L’obstacle épistémologique est une expression centrale de La Formation de l’esprit scientifique. L’ambition de Bachelard est de réaliser une psychanalyse de la connaissance, c’est-à-dire de montrer quels soubassements inconscients conduisent l’esprit du chercheur à mal interpréter des faits et à commettre des erreurs dans le domaine des sciences. Des obstacles viennent se placer entre le désir de connaître du scientifique et l’objet étudié. Durant sa formation, l’esprit scientifique
a dû lutter contre lui-même pour s’arracher à ses illusions et parvenir ainsi à la connaissance. Le qualificatif « épistémologique » signifie que l’obstacle est lié à l’esprit scientifique lui-même, il est interne à l’acte de connaître. Pour tout esprit scientifique en formation souhaitant éviter les obstacles épistémologiques, Bachelard préconise quatre impératifs : réaliser une catharsis intellectuelle et affective, réformer son esprit, refuser tout argument d’autorité et laisser sa raison inquiète.

LES DIFFÉRENTS OBSTACLES

Dans La Formation de l’esprit scientifique, Bachelard relève une dizaine d’obstacles épistémologiques: l’expérience première, la connaissance générale, l’obstacle verbal, la connaissance pragmatique, l’obstacle substantialiste, le réalisme, l’obstacle animiste, le mythe de la digestion, la libido et enfin la connaissance quantitative.
Prenons le premier obstacle. L’obstacle de l’expérience première, par exemple, consiste à s’attacher aux aspects impressionnants d’un phénomène, ce qui évite d’en saisir les aspects importants du point de vue de la connaissance. L’une des conséquences de cet obstacle est encore perceptible en classe lorsque, pour motiver les élèves, le professeur commence par réaliser l’expérience de l’explosion avant d’en faire l’exposé théorique. Les élèves se perdent dans leur imagination et s’intéressent davantage au fantasme lié à l’explosion plutôt qu’à son explication scientifique.

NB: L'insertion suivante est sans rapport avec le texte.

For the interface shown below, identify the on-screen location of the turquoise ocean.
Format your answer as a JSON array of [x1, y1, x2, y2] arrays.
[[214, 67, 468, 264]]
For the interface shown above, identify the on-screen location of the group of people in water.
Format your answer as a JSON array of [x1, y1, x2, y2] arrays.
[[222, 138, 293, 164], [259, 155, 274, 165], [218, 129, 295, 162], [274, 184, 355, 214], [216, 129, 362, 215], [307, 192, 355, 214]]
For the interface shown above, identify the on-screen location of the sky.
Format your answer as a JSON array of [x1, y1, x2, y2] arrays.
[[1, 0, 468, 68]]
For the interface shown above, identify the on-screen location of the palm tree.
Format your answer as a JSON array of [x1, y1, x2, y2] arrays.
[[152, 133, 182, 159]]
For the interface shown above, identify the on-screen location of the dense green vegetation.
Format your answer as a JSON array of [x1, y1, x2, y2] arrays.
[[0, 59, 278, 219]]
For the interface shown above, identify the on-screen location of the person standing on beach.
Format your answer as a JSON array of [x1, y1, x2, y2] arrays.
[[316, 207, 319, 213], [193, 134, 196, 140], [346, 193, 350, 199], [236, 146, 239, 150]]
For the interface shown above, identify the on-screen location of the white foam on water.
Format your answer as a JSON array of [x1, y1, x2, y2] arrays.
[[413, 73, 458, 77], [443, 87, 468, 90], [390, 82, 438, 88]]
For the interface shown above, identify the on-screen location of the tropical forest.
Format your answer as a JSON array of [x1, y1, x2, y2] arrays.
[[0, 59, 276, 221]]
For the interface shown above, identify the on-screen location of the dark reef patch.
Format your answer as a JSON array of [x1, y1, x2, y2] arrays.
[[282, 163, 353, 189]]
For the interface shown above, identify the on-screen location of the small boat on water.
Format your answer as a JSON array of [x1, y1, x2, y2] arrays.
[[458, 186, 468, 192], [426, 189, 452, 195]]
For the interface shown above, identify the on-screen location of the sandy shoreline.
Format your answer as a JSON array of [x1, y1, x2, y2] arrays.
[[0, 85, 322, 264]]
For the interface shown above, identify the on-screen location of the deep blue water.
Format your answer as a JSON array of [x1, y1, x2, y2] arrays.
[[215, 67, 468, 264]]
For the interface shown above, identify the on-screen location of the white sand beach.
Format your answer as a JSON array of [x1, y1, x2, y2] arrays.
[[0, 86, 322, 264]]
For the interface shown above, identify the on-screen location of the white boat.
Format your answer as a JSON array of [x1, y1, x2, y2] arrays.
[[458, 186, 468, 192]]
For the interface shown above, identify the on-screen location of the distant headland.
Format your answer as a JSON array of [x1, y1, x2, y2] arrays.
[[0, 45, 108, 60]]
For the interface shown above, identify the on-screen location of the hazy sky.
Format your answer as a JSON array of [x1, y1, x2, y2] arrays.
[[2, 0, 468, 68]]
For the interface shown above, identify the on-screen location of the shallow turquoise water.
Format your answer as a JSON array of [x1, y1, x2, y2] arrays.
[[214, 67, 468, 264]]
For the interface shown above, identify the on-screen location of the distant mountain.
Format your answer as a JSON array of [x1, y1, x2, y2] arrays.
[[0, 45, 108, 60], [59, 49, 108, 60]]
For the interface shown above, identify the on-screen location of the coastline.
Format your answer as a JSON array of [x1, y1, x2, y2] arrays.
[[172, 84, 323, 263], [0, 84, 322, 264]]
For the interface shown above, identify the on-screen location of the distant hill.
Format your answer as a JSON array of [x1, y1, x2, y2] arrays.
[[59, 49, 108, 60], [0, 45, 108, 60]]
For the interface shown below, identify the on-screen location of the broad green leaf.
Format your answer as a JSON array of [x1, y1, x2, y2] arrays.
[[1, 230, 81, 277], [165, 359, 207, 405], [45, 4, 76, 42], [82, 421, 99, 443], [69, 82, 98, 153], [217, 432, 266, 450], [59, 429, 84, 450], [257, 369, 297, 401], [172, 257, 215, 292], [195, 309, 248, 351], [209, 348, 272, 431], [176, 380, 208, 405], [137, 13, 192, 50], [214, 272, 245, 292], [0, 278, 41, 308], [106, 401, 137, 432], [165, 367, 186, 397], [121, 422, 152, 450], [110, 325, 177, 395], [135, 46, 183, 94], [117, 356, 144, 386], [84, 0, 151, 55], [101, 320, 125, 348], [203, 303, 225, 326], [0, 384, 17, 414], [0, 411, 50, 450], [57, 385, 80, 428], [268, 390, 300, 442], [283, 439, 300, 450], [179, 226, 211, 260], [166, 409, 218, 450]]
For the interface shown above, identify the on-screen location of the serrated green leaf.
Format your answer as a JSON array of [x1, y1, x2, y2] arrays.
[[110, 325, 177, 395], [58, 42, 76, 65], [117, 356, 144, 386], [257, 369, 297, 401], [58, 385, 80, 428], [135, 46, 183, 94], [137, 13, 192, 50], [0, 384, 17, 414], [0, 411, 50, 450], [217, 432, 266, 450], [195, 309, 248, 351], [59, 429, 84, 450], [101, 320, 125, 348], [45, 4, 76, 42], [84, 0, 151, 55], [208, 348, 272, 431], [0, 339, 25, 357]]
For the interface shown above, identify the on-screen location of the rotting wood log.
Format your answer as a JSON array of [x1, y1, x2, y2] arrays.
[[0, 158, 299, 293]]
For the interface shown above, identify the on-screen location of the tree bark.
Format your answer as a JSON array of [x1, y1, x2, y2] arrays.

Bachelard expose méthodiquement les obstacles, afin de pouvoir les contourner.

L’ÉCOLE BACHELARDIENNE

S’inspirant du positivisme d’Auguste Comte, Bachelard est le fondateur d’une approche moderne et historique de la science, en s’opposant cependant à la conception continuiste de l’histoire des sciences, qui est celle du positivisme, et en la remplaçant par sa propre conception discontinuiste, c’est-à-dire par ruptures et polémiques, proche de celle d’Alexandre Koyré et plus tard de celle de Thomas S. Kuhn. La Formation de l’esprit scientifique est un ouvrage fondamental, qui se présente comme une « contribution à la psychanalyse de la connaissance », offre ainsi une véritable exploration de la démarche scientifique en même temps qu’une réflexion majeure sur l’histoire des sciences et de ses concepts. Ses idées ont influencé des auteurs aussi divers que Canguilhem, Simondon, Barthes, Foucault, Althusser ou encore Bourdieu et continuent d’inspirer un grand nombre de philosophes et historiens des sciences. La Formation de l’esprit scientifique est un texte absolument fondamental.